Kasus Nyata: Konflik dan Pengabaian Hak Komunitas
Berbagai kasus aktual di Indonesia menggambarkan dampak negatif pendekatan clear and clean. Misalnya, sengketa masyarakat Desa Setiamekar (Bekasi) pada awal 2025: ratusan keluarga yang memiliki SHM (sertifikat hak milik) tanah dipaksa dikosongkan meski telah diverifikasi kantor pertanahan “clean and clear” atas sertifikat mereka. Hal ini memicu dugaan mafia tanah karena pemerintah daerah dan pengembang bersikeras bahwa lahan tersebut legal, sementara pengadilan memutuskan sebaliknya. MetroTV melaporkan status lahan tersebut telah diverifikasi bersih sengketa, namun korban penggusuran tetap digusur, memperkuat anggapan persekongkolan mahar tanah.
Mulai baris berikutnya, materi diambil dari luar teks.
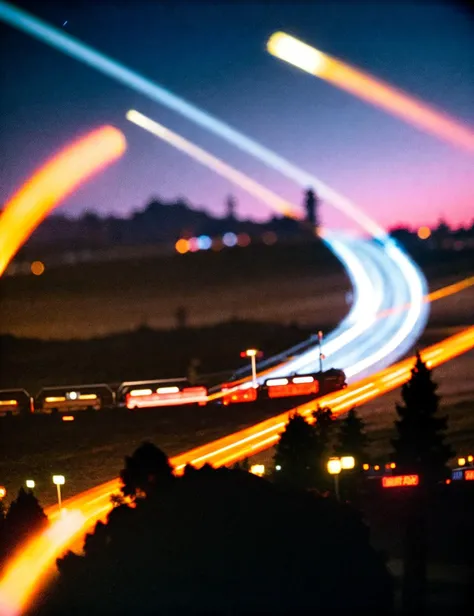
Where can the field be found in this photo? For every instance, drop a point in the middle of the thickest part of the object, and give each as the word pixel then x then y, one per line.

Kasus lain menyangkut hak masyarakat adat. Di Kalimantan, konflik antara masyarakat Dayak dengan perusahaan perkebunan sawit kerap timbul karena perusahaan mendapat izin konsesi tanpa memperhatikan klaim tanah ulayat yang dikelola turun-temurun oleh komunitas adat. Masyarakat adat tidak mempunyai sertifikat formal, sehingga lahan yang menjadi hak ulayat mereka diserahkan kepada perusahaan melalui izin HGU. Akibatnya, terjadi tumpang tindih klaim atas tanah yang sama. Dalam kasus Dayak tersebut, pemerintah dianggap lebih memihak korporasi, dan hak masyarakat adat yang bertahun-tahun mengelola lahan tidak diakui. Di Sulawesi Selatan juga terjadi ketidakjelasan serupa: proses perpanjangan HGU PT Lonsum di Bulukumba sejak 2018 belum menyelesaikan tuntutan petani agar sebagian lahan rakyat dikeluarkan dari HGU perusahaan. Mediasi oleh BPN Sulsel pun belum menemukan solusi, karena kedua pihak sama-sama menganggap memiliki dasar hukum kuat atas klaimnya.
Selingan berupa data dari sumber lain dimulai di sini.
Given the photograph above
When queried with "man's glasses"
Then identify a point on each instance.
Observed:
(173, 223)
Ketimpangan Akses terhadap Instrumen Hukum Pertanahan
Persoalan clear and clean juga mencerminkan ketimpangan dalam akses instrumen hukum pertanahan. Misalnya, menurut Komnas Perempuan (2021) dari 44 juta bidang tanah terdaftar nasional, hanya sekitar 15,88% terdaftar atas nama perempuan. Hal ini menunjukkan bahwa kendala sosial (misal pembagian warisan patriarkal) membuat perempuan sering tidak mengakses sertifikasi legal meski mengelola lahan pertanian. Di sisi geografis, pemerintah menargetkan 126 juta bidang tersertifikasi pada 2025, namun capaian PTSL 2024 masih berkutat di Jawa dan daerah mudah terjangkau; banyak lahan masyarakat adat di wilayah terpencil atau dalam kawasan hutan belum terverifikasi. Kepala BPN Papua menegaskan bahwa hingga 2023 baru sekitar 3.000 bidang lahan terverifikasi sertifikat karena kendala konflik, dokumen, dan mayoritas tanah berada dalam kawasan hutan. BPN Papua hanya dapat mensertifikasi lahan di luar hutan dan hak ulayat yang sudah menjadi milik pribadi, sedangkan ribuan bidang di pedalaman hutan adat belum disentuh. Dengan demikian, warga miskin, perempuan, dan masyarakat adat cenderung terpinggirkan: mereka sulit memenuhi prasyarat clear and clean sehingga berpeluang lebih kecil memperoleh perlindungan legal melalui sertifikat.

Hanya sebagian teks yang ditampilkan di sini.